A protein profile of people with restless leg syndrome (RLS) identifies factors behind disrupted sleep, cardiovascular dysfunction and pain, finds research in BioMed Central's open access journal Fluids and Barriers of the CNS. The research gives insights into the disorder, and could be useful in the development of new treatments.
It is not completely clear what causes RLS, also known as Willis Ekbom disease (WED), but in some people it is associated with iron deficiency in the brain, kidney failure, or low levels of the 'pleasure' neurotransmitter dopamine. It can also occur during pregnancy. It affects between 5 and 10% of the population and symptoms, which can range in severity, including sleep deprivation and decreased ability to work can lead to a reduction in quality of life. It is also a risk factor for cardiovascular disease.

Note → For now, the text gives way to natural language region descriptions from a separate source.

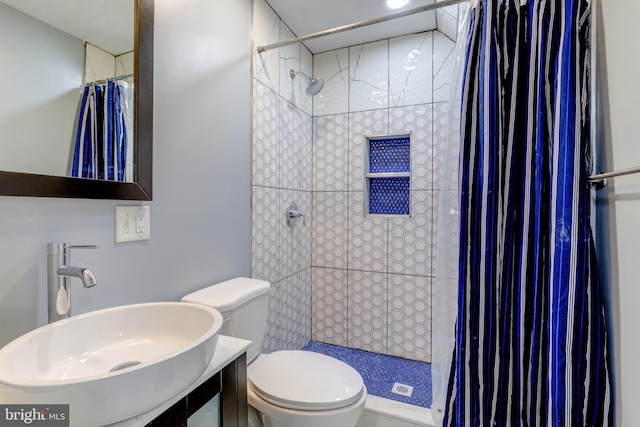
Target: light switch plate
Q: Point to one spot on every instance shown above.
(132, 223)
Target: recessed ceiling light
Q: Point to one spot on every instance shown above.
(397, 4)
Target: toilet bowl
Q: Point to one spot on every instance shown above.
(287, 388)
(298, 388)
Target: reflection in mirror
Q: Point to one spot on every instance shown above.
(48, 131)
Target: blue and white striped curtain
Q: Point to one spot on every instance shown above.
(531, 340)
(102, 139)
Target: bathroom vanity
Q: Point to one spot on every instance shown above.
(226, 374)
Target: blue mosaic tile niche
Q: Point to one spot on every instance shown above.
(380, 372)
(389, 155)
(389, 196)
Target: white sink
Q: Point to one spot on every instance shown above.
(112, 364)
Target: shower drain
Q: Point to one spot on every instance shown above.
(124, 365)
(402, 389)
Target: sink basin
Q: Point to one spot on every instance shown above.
(111, 364)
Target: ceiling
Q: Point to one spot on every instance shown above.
(309, 16)
(113, 32)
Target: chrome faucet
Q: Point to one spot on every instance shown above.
(59, 273)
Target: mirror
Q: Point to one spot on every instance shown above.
(22, 182)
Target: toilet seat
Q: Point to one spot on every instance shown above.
(305, 380)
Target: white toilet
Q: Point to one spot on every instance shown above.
(289, 388)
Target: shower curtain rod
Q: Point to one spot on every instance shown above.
(99, 82)
(603, 176)
(348, 27)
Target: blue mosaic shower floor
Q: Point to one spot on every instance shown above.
(380, 372)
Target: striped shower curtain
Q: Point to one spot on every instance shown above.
(103, 138)
(531, 341)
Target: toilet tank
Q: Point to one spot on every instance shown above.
(244, 304)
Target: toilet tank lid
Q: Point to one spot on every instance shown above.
(228, 295)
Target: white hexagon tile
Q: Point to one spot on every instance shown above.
(361, 125)
(289, 314)
(410, 317)
(305, 303)
(265, 233)
(290, 153)
(304, 227)
(271, 331)
(410, 239)
(330, 216)
(288, 242)
(446, 230)
(417, 119)
(367, 320)
(330, 153)
(368, 237)
(306, 153)
(329, 312)
(265, 135)
(439, 142)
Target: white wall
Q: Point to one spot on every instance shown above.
(40, 82)
(619, 203)
(200, 211)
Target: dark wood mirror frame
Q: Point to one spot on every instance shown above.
(26, 184)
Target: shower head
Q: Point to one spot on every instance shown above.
(315, 84)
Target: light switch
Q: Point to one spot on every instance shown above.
(132, 223)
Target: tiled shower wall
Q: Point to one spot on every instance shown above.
(340, 277)
(282, 154)
(372, 275)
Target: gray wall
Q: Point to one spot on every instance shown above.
(200, 212)
(619, 203)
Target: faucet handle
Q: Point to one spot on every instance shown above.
(68, 246)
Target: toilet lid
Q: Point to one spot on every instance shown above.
(305, 380)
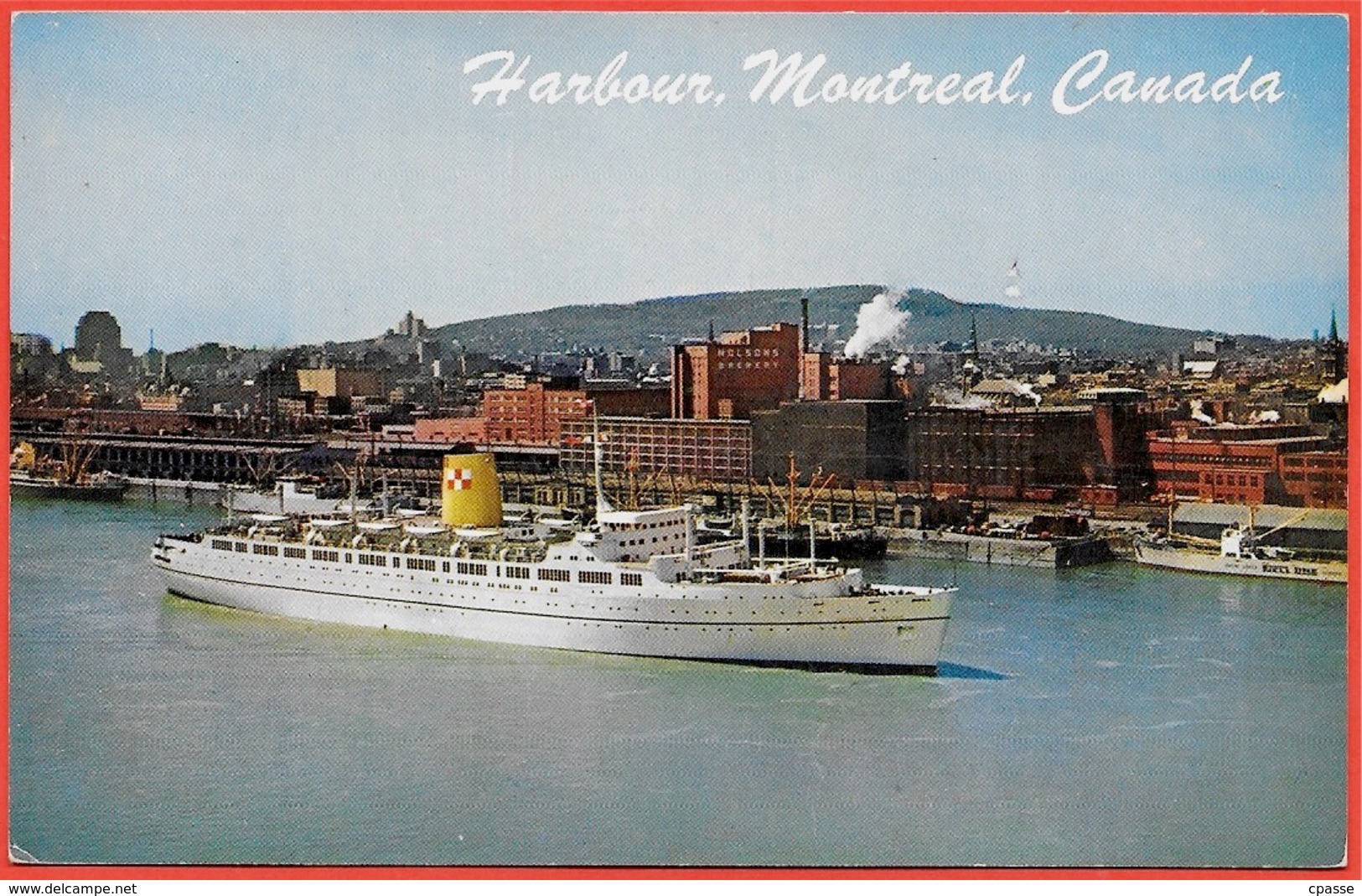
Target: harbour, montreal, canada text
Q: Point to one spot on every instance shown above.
(801, 82)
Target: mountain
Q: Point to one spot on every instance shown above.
(650, 327)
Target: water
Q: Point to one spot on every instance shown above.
(1107, 717)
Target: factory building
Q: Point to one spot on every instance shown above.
(737, 373)
(1248, 464)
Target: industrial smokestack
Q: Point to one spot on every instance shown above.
(804, 322)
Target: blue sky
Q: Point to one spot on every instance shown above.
(274, 179)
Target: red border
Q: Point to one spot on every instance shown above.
(1350, 870)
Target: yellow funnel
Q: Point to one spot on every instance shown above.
(23, 457)
(469, 492)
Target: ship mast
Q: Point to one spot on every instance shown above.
(597, 453)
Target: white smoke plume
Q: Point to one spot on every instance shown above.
(878, 322)
(1336, 394)
(1013, 287)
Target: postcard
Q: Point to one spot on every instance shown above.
(410, 406)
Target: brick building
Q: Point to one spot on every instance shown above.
(1248, 464)
(712, 451)
(533, 414)
(341, 383)
(1038, 453)
(451, 429)
(736, 375)
(826, 377)
(854, 442)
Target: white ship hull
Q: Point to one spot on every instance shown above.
(1192, 560)
(730, 616)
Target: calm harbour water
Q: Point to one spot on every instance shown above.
(1106, 717)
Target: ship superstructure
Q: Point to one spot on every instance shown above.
(636, 582)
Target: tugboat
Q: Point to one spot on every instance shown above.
(67, 479)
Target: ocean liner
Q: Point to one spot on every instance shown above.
(635, 583)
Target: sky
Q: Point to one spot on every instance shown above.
(272, 179)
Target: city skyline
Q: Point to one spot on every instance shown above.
(283, 179)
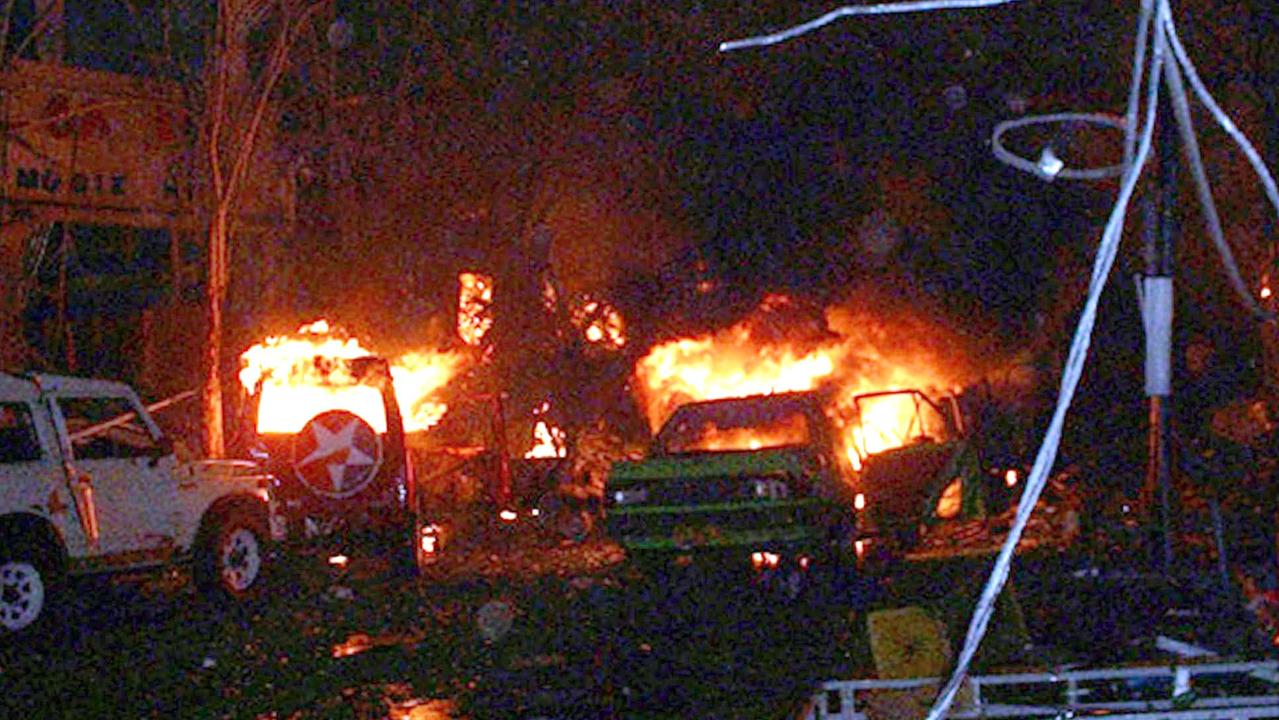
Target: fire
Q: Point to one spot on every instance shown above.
(727, 365)
(310, 372)
(475, 307)
(549, 440)
(780, 349)
(784, 432)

Comparing the cerebral spinal fluid (CSF) of women with and without RLS, researchers from the US and Korea discovered there was a significantly altered level of six specific proteins with RLS. Dr Stephanie Patton from Penn State University who led this study explained, "Our results reveal a protein profile in the RLS/WED CSF that is consistent with iron deficiency, dopamine dysregulation and inflammation."
These proteins include a protein which transports vitamin D into cells and is involved in the regulation of dopamine levels, cystatin C -- a biomarker for pain found in people with sciatica and during labor, and a neuromodulator (PTGDS) known to be involved in sleep disturbances. Levels of apolipoprotein (Apo) A1 were lower with RLS and may be related to the increased risk of cardiovascular disease.

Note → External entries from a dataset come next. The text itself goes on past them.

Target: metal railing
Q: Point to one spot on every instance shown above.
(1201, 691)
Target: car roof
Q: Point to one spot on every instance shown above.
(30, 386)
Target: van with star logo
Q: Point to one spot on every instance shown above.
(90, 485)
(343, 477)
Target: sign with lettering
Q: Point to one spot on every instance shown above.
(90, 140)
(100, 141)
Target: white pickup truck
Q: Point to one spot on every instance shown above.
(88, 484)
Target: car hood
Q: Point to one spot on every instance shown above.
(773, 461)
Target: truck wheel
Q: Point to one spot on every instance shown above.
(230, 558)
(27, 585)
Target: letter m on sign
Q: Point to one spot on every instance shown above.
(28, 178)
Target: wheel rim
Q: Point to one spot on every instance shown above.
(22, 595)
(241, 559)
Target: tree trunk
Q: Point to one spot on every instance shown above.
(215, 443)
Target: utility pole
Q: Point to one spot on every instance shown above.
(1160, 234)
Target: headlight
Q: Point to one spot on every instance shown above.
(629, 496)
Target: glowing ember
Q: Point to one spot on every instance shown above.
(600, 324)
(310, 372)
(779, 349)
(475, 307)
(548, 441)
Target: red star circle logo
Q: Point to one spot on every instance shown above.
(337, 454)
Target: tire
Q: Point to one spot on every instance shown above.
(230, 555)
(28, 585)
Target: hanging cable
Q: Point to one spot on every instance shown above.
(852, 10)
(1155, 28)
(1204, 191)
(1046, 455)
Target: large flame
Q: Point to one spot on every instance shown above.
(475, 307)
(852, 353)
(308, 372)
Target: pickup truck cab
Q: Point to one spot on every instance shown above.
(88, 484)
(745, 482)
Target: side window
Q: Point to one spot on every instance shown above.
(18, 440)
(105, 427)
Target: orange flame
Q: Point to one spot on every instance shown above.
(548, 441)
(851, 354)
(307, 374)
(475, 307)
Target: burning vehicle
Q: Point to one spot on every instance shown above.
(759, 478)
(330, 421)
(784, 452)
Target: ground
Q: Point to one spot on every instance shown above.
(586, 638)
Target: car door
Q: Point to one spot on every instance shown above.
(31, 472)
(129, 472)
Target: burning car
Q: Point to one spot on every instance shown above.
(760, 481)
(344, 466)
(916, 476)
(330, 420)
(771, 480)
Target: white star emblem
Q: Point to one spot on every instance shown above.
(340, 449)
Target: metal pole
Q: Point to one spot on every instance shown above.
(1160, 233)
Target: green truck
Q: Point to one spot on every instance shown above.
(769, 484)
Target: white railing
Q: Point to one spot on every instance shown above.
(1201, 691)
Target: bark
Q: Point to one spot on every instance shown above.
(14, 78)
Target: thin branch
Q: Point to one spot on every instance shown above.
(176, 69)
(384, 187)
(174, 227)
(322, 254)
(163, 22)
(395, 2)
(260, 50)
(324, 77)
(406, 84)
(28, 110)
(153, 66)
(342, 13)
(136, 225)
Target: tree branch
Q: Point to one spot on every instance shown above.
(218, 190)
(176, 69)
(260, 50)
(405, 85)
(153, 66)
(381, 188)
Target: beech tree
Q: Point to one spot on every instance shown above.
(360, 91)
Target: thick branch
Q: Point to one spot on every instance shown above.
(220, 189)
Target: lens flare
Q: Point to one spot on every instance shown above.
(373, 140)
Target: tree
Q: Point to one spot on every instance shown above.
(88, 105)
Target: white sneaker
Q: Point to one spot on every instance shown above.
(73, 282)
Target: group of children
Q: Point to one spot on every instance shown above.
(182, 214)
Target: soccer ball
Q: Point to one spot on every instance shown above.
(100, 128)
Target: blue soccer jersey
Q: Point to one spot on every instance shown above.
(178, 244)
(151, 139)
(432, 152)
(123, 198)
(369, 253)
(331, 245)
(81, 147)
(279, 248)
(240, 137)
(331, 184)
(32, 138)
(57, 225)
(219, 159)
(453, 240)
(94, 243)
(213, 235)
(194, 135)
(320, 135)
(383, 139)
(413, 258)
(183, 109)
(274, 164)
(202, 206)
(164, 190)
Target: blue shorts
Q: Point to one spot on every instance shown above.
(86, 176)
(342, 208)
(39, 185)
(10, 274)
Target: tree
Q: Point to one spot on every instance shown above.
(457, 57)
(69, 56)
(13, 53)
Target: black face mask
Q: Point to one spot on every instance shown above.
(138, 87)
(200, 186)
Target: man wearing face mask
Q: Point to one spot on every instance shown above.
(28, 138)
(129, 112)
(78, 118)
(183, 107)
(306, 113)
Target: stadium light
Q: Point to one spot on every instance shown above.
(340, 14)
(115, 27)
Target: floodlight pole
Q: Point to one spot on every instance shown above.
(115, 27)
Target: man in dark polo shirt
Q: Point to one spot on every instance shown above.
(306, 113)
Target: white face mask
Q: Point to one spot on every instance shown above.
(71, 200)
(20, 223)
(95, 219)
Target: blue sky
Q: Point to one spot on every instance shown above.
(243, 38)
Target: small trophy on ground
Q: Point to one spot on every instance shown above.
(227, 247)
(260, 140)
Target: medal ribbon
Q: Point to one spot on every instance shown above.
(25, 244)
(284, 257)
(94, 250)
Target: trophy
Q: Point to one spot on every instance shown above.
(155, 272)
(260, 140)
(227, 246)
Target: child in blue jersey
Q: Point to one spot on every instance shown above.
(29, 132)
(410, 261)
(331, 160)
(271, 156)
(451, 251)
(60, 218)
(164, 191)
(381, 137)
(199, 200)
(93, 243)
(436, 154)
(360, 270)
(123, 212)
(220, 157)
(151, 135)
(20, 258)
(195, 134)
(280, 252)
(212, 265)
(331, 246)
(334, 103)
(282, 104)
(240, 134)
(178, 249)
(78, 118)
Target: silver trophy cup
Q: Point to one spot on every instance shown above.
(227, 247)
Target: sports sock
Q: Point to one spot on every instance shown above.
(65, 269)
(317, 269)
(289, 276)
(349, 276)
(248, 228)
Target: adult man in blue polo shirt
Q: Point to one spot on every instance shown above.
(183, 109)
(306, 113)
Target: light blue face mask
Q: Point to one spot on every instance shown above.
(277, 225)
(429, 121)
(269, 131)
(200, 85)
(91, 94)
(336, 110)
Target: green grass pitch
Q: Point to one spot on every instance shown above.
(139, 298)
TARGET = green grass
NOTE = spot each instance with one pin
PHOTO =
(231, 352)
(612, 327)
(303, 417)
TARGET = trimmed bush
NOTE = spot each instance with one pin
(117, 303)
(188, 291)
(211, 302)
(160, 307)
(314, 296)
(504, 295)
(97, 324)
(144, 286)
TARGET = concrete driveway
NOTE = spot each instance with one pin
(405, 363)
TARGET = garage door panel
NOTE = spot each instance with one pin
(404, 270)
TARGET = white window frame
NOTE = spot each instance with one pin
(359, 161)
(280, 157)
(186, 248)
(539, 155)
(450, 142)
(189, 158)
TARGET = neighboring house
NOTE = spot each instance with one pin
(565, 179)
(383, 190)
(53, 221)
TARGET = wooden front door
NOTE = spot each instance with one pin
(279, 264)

The importance of iron's role in RLS is highlighted by the presence of B-hemoglobin in the CSF of women with RLS, while levels of a glycoprotein (AGP) were reduced. AGP is involved in response to inflammatory damage and requires the presence of iron for it to be protective.
Dr Stephanie Patton continued, "Although a small study, this CSF protein profile is consistent with observed neuropathological findings and supports existing hypotheses about the biology behind RLS/WED, which could prove clinically important in developing new treatments."